Modi has not lacked courage in the political sphere. It is time he showed it in the economic sphere as well.
To do this, he needs to shed the simple-minded nostrums about economic growth and swadeshi that he learnt in the Sangh Parivar. China, a closed society, opened its doors to foreign money and enterprise.
In sharp contrast, we are an open society, but we hate to keep our doors even slightly ajar for foreign investment and manufacturing.

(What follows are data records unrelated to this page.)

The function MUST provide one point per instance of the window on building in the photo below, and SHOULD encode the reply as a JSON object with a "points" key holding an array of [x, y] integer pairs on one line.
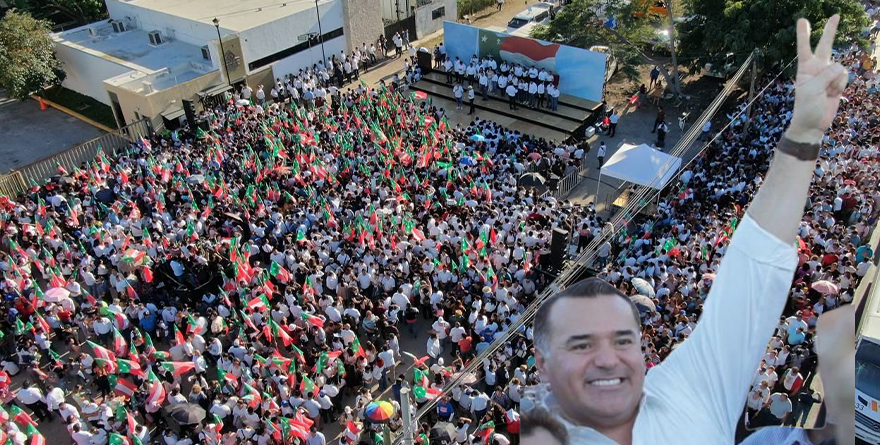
{"points": [[304, 46]]}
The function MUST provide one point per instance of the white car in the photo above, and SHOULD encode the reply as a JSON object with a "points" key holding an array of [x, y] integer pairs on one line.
{"points": [[537, 13]]}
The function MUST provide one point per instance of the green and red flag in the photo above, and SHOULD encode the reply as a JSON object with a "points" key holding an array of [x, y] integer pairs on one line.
{"points": [[307, 386], [157, 391], [119, 346], [178, 368], [227, 378], [485, 431], [259, 303], [129, 367], [357, 348], [313, 320], [278, 271], [36, 437], [20, 416], [118, 439]]}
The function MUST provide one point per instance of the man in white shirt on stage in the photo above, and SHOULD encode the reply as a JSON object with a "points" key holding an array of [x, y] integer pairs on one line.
{"points": [[588, 337]]}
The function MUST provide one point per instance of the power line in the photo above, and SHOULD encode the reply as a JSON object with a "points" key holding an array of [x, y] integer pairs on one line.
{"points": [[589, 254]]}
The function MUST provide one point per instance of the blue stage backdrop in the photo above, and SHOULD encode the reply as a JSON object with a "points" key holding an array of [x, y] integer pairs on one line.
{"points": [[581, 72]]}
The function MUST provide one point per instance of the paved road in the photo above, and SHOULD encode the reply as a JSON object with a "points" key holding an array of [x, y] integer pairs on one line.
{"points": [[29, 134]]}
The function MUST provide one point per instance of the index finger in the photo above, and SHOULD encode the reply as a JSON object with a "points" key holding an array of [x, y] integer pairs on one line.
{"points": [[823, 50], [805, 52]]}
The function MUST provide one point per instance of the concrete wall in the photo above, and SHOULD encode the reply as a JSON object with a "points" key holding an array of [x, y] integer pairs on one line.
{"points": [[262, 76], [176, 28], [86, 72], [363, 22], [282, 33], [425, 24], [153, 104], [308, 57]]}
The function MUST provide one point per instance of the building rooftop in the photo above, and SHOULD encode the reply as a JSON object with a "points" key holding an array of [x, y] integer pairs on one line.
{"points": [[130, 48], [234, 15], [164, 66]]}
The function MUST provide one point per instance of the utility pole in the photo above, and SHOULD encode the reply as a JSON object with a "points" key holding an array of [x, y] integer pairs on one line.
{"points": [[320, 34], [751, 91], [676, 87], [406, 416]]}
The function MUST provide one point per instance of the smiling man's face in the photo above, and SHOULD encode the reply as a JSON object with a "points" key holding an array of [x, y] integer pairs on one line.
{"points": [[595, 365]]}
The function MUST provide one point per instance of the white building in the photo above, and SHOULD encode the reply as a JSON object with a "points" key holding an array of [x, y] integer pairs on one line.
{"points": [[151, 54]]}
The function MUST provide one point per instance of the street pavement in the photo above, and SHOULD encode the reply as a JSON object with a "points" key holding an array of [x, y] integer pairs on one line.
{"points": [[30, 134]]}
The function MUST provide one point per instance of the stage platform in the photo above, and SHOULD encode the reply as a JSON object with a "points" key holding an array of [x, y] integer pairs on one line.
{"points": [[572, 114]]}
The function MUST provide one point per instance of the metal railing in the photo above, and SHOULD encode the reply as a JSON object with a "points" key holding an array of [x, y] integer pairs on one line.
{"points": [[570, 181], [19, 180]]}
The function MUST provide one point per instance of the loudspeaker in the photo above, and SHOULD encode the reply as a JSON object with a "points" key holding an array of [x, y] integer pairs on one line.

Given that India is headed for a deep recession along with all other major global economies, given that the costs of fighting the pandemic and the resulting disruption of economic activity threatens to push growth into the negative territory, reforms in labour, land and capital alone can once again fire the animal spirits of investors.
Neither piecemeal labaour reforms by state governments nor myriad inducements by the RBI for fresh credit off-take by industry and commerce will work when overall sentiment is pessimistic.
The onus to create conducive conditions for growth lies with the prime minister. Any more hesitation and self-doubt will hurt the national cause.
Meanwhile, he can ignore the critics who are widely known to be hostile. The Opposition will oppose robotically whatever he does. So, if he is holding back on carrying out the long-delayed second set of reforms for fear that he will be accused of a 'sell-out,' he is wrong.
Those who have made it their business to abuse, will abuse, regardless of what he does.
Whether or not he undertakes reforms which will provide a much-needed spurt to growth, attracting businesses leaving China by the droves in the wake of its more assertive foreign and defence stance, Modi cannot expect to win brownie points from those who are viscerally hostile to him.
What then is keeping him from doing the right thing by the economy?
Or is it that the purveyors of the voodoo economics in the Swadeshi Jagran Manch insist on continuing with the current control-and-command order?
These backwoodsmen were wrong when P V Narasimha Rao unleashed the reforms in 1991. Modi now has a golden opportunity to prove them wrong yet again.
Pandemic-hit India does not need a band-aid of tiny, incremental, reforms, but a comprehensive package to pave the way for robust double-digit growth in the next couple of years.
Absent these reforms, we will be fortunate if we can return to the 'Hindu rate of growth,' and thus further bloat the numbers of people below the poverty-line.
Virendra Kapoor is a veteran political commentator.